Le quotidien de Québec mise donc davantage sur ses propres plateformes : infolettres, notifications, application numérique et site web. L’objectif est de créer une relation plus directe, plus fidèle et plus durable avec les lecteurs. Pour Marc Gendron, la valeur de l’information se comprend mieux lorsqu’elle est consommée à la source, dans son contexte, avec l’ensemble du travail journalistique qui l’accompagne.

Il établit aussi un parallèle avec l’achat local. Si les citoyens comprennent l’importance de soutenir les commerces de proximité, ils doivent aussi prendre conscience de l’importance de s’informer localement. Les hebdos, les radios locales, les médias régionaux et les coopératives d’information jouent un rôle essentiel dans la vie démocratique. Ils couvrent les municipalités, les écoles, les tribunaux, les enjeux économiques, sociaux et culturels que les grands acteurs numériques ne produisent pas eux-mêmes.

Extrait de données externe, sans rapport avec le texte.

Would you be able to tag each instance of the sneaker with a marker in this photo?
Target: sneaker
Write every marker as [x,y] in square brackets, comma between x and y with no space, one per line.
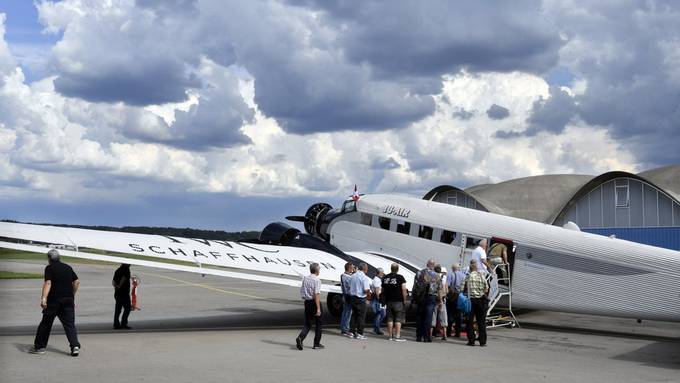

L’enjeu dépasse donc la technologie. Il touche à la capacité des citoyens d’accéder à une information fiable, vérifiée et enracinée dans leur communauté. Les moteurs de réponse peuvent faciliter l’accès à certains contenus, mais ils ne remplacent pas le travail de terrain. Sans journalistes pour enquêter, vérifier, contextualiser et raconter, les interfaces d’IA n’auront bientôt plus grand-chose de fiable à résumer.

Marc Gendron lance un message : soutenir les médias d’information n’est pas un geste abstrait. C’est une façon de préserver un service public essentiel, même lorsque ce service est offert par des entreprises privées, des coopératives ou des médias indépendants. Dans un environnement numérique où l’accès à l’information passe de plus en plus par des intermédiaires technologiques, le réflexe de consulter directement les médias locaux devient un geste démocratique.